L’urbanisation doit être repensée
L’urbanisation est responsable d’une forte part des émissions de GES, or elle continue d’augmenter au détriment de la nature : la transformation et le contrôle du développement urbain sont un levier prometteur pour limiter le réchauffement. Des techniques visent un développement économe en ressources qui permettraient de diminuer les émissions de GES, d’autres pourraient augmenter la densité de cohabitation pour une croissance plus compacte. Une transformation totale et absolue sera néanmoins nécessaire pour arriver à des émissions faibles ou nulles, et le rapport préconise 3 axes pour ce faire. Il faudra réduire la consommation énergétique de manière systémique, opérer une transition vers plus de systèmes électriques et intégrer l’absorption du carbone. Compte tenu de la concentration de l’activité et de la population dans les villes, ces changements présentent une forte marge de progression.
Ce dernier volet du 6ème rapport du GIEC est sans doute le plus complet et le plus précieux avec ses recommandations claires et nettes. Il faut changer, et vite. Mais surtout le rapport insiste sur la nécessité d’une action globale, transversale et mondiale comprenant aussi les aspects financiers pour réduire les émissions des gaz à effet de serre.

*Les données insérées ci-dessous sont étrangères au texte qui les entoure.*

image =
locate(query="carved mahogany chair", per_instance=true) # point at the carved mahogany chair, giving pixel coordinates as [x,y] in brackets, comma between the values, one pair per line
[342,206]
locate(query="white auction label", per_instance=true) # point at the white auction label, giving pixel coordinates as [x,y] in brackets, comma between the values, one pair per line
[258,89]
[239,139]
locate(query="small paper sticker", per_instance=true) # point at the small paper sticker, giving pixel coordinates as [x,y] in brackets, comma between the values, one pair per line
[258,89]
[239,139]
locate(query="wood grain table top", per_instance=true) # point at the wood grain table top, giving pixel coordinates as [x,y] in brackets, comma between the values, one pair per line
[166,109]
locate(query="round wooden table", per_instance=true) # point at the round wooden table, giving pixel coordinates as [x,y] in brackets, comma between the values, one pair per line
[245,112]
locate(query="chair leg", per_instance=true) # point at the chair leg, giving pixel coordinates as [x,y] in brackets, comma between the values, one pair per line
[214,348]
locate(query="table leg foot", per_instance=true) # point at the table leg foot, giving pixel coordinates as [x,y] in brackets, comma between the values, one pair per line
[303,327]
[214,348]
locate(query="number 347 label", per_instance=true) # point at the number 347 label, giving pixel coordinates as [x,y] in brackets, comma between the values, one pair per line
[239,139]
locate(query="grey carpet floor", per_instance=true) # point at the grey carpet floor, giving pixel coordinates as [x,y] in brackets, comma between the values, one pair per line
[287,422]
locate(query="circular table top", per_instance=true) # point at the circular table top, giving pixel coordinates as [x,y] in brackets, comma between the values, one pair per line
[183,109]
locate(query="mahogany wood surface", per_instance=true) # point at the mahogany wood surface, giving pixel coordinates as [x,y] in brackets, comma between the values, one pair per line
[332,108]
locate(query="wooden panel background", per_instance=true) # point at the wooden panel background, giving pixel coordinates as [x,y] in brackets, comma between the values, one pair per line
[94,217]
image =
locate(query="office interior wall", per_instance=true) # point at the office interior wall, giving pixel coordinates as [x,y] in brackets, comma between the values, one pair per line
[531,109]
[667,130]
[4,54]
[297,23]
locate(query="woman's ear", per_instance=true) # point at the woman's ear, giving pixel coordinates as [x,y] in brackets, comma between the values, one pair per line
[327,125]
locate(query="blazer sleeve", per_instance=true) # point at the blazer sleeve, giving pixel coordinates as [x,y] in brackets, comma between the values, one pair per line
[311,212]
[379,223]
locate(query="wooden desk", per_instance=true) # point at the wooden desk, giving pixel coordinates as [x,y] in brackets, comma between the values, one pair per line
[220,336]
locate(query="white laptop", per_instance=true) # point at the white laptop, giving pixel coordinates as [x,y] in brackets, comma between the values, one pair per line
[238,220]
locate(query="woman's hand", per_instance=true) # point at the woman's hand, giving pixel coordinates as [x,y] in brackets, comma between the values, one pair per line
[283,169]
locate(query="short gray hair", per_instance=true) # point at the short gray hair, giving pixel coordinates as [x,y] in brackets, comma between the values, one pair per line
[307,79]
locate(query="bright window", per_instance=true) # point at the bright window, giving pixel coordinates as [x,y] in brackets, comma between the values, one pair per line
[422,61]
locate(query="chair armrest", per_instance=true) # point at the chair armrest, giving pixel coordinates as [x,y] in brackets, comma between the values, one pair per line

Les experts pointent le fait qu’agir présente des intérêts bien supérieurs tout en plaçant les principes d’équité et de justice sociale au centre des réflexions. En revanche, pour que la décarbonation soit efficace à l’échelle de la planète nécessite une coopération internationale et des actions transversales. Les experts sont formels : les accords passés ne sont pour l’instant pas suffisants pour obtenir le changement nécessaire.